Warren, 43, who doesn’t have siblings, says it was tough having the name as a child because of the teasing from classmates – she didn’t name either of her daughters Santa (Sarah, 17, Sydney, 10, and Seth, 14, all attend Haldane). But as an adult she loves being called Santa, even with its unique burden – everybody remembers her name even when she can’t remember theirs.
She says a few people over the years have told her they know someone else named Santa, “but more often they think they misheard me, and they repeat it back as Sandra. If I don’t think I’ll ever see them again, rather than explain, I just go with Sandra.”
Santa is not the only Santa in town. At one time there were three – Warren, her mother, Santa (Frisenda) Huston, who died in 2007, and her mother’s cousin, Santa Maria (Frisenda) Ferrara, 91, also a lifelong Cold Spring resident. Both cousins were named for their paternal grandmother in Italy, Santa (Castrovinci) Frisenda.

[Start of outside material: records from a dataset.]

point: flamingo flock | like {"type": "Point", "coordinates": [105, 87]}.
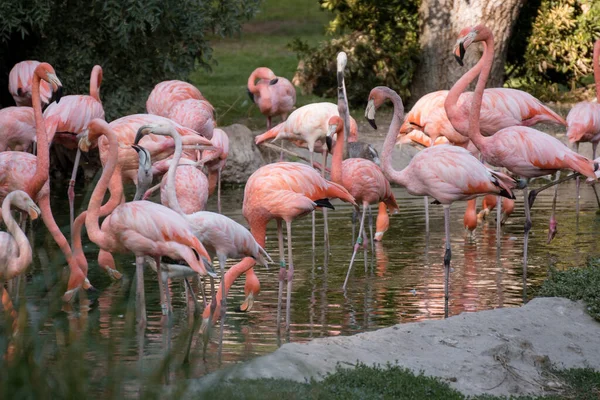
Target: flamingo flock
{"type": "Point", "coordinates": [476, 144]}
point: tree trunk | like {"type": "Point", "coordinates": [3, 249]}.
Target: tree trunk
{"type": "Point", "coordinates": [442, 20]}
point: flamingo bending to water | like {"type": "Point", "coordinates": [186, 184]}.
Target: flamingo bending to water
{"type": "Point", "coordinates": [272, 94]}
{"type": "Point", "coordinates": [20, 84]}
{"type": "Point", "coordinates": [446, 173]}
{"type": "Point", "coordinates": [141, 227]}
{"type": "Point", "coordinates": [521, 150]}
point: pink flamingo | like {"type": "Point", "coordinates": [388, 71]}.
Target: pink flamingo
{"type": "Point", "coordinates": [26, 172]}
{"type": "Point", "coordinates": [215, 161]}
{"type": "Point", "coordinates": [220, 235]}
{"type": "Point", "coordinates": [15, 250]}
{"type": "Point", "coordinates": [282, 191]}
{"type": "Point", "coordinates": [167, 94]}
{"type": "Point", "coordinates": [141, 227]}
{"type": "Point", "coordinates": [583, 120]}
{"type": "Point", "coordinates": [363, 179]}
{"type": "Point", "coordinates": [272, 94]}
{"type": "Point", "coordinates": [20, 84]}
{"type": "Point", "coordinates": [489, 203]}
{"type": "Point", "coordinates": [523, 151]}
{"type": "Point", "coordinates": [446, 173]}
{"type": "Point", "coordinates": [17, 128]}
{"type": "Point", "coordinates": [71, 117]}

Ferrara, who grew up in Cold Spring in the 1920s and 1930s, says she didn’t get much grief about her name, in part because her parents were immigrants. “We didn’t have too many friends” outside of the local Italian community, she said.

The Warren family
Santa translates as “saint” or “holy” in Italian or Spanish. (“I’m a saint!” Ferrara claimed, although, when pressed, she quickly added with a laugh: “Are you kidding?”). Santa was a more common name in the U.S. a century ago. Between 1904 and 1931, it ranked among the top 1,000 for newborn girls. (Ferrara was born in 1922, and Huston in 1929.) In 1990, the most recent census data available, more than 1,200 women had the name, making it the 1,224th most popular, between Dominga and Melodie.
The male equivalent is Santo, although Warren says she gets plenty of junk mail for Mr. Santa Warren. The male Santa familiar to Americans is thought to originate with the Dutch tradition of Sinter Klaas. The name appeared in print in the U.S. as early as 1821, in an obscure poem that begins, “Old Santeclaus with much delight … ”
Warren jokes she could have married someone named Claus instead of her high-school sweetheart, Scott Warren. And Santa Santa was also a possibility, as more than 2,000 people in the U.S. have that surname and surely have grown weary of the Christmas Eve phone calls.
Photos courtesy Santa Warren
I have to admit, I asked twice what her name was to a friend, not her directly. Ever since that I have known Santa as a wonderful person to be friends with. She is always positive and pleasant and helps in any way she can wherever we are. Her husband and children are equally as nice. And, on top of all that I love her name!